Le début d'exercice 2020-2021 de Pinturault a ceci de paradoxal qu'il est d'une régularité sans faille mais qu'un seul podium (une victoire donc) est venu le magnifier. C'était sur le géant parallèle de Lech, une discipline qu'il exécrait l'an dernier. Paradoxal encore. Une quatrième place, deux cinquièmes pendant que Braathen, Zubcic et Odermatt se régalaient de succès. Sa chance ? Que ses adversaires, du moins ceux que l'on attendait au général car il ne faut pas écarter trop vite Marco Odermatt, peinaient à briller en ce début de saison. C'était vrai pour Kilde jusqu'à ce weekend, ça l'est toujours pour Kritoffersen.

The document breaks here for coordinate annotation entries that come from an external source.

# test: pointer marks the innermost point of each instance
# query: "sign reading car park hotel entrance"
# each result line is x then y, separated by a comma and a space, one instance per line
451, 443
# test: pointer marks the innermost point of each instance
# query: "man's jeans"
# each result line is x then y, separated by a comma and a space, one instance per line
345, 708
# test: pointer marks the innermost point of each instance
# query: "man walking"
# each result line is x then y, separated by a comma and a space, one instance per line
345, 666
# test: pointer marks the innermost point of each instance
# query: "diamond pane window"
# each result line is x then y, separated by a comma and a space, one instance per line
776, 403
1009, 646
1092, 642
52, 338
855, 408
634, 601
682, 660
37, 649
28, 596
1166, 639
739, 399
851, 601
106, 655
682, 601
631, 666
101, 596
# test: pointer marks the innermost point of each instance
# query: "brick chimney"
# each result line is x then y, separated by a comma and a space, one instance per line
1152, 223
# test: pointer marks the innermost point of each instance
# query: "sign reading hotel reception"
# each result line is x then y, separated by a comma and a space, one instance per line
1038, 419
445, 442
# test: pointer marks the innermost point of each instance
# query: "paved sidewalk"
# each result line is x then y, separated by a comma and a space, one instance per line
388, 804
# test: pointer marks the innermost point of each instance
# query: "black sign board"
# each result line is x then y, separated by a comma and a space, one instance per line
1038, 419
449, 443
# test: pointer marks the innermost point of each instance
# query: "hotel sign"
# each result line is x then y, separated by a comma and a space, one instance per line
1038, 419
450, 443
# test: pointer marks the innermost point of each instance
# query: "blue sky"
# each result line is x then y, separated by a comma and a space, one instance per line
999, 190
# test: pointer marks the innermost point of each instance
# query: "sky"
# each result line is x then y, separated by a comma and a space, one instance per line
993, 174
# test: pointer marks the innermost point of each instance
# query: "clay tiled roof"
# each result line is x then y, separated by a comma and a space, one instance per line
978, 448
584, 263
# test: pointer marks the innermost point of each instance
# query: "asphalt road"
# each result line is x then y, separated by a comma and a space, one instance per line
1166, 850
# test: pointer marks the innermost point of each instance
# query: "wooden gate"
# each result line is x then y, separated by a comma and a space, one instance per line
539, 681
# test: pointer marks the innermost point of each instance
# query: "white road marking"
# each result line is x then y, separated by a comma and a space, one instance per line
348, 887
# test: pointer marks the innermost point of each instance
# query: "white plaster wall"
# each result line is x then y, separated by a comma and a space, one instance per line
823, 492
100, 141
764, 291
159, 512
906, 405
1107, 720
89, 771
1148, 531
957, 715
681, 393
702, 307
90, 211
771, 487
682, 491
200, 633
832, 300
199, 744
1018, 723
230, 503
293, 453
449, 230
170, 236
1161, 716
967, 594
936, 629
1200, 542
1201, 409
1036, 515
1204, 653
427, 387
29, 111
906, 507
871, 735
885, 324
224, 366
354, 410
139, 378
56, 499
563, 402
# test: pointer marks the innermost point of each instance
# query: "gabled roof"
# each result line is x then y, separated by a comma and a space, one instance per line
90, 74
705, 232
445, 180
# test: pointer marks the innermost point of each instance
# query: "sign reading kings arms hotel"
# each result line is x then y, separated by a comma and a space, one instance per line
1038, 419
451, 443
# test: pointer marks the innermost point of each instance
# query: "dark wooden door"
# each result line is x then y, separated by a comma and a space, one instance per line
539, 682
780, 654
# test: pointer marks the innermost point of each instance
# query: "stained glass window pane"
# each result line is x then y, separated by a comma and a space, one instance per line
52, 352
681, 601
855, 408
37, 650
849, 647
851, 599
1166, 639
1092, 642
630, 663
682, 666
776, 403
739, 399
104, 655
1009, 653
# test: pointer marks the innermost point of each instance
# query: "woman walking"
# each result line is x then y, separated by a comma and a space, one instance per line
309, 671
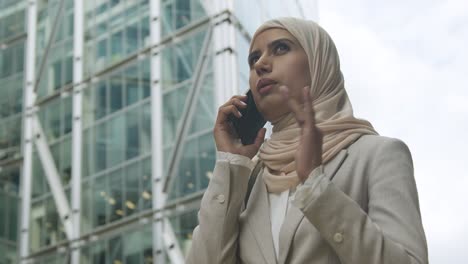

C'est bien simple, ni l'un ni l'autre du duo norvégien ne l'ont devancé dans un classement cette saison. Que ce soit en parallèle, en géant et plus étonnant pour le second, en super-G. "C'était une belle reprise d'une certaine manière. Je me suis bien adapté, il m'a manqué quelques petites choses pour chercher des petits centièmes. Ça reste de très belles places, il faut construire là-dessus, positiver", apprécie Pinturault qui sait que ces points en vitesse seront primordiaux cette année alors que le combiné n'est pas au programme. "Je ne vais pas plus m'orienter sur le Super-G, je vais rester sur ce que j'ai fait l'an dernier", nuance-t-il cependant.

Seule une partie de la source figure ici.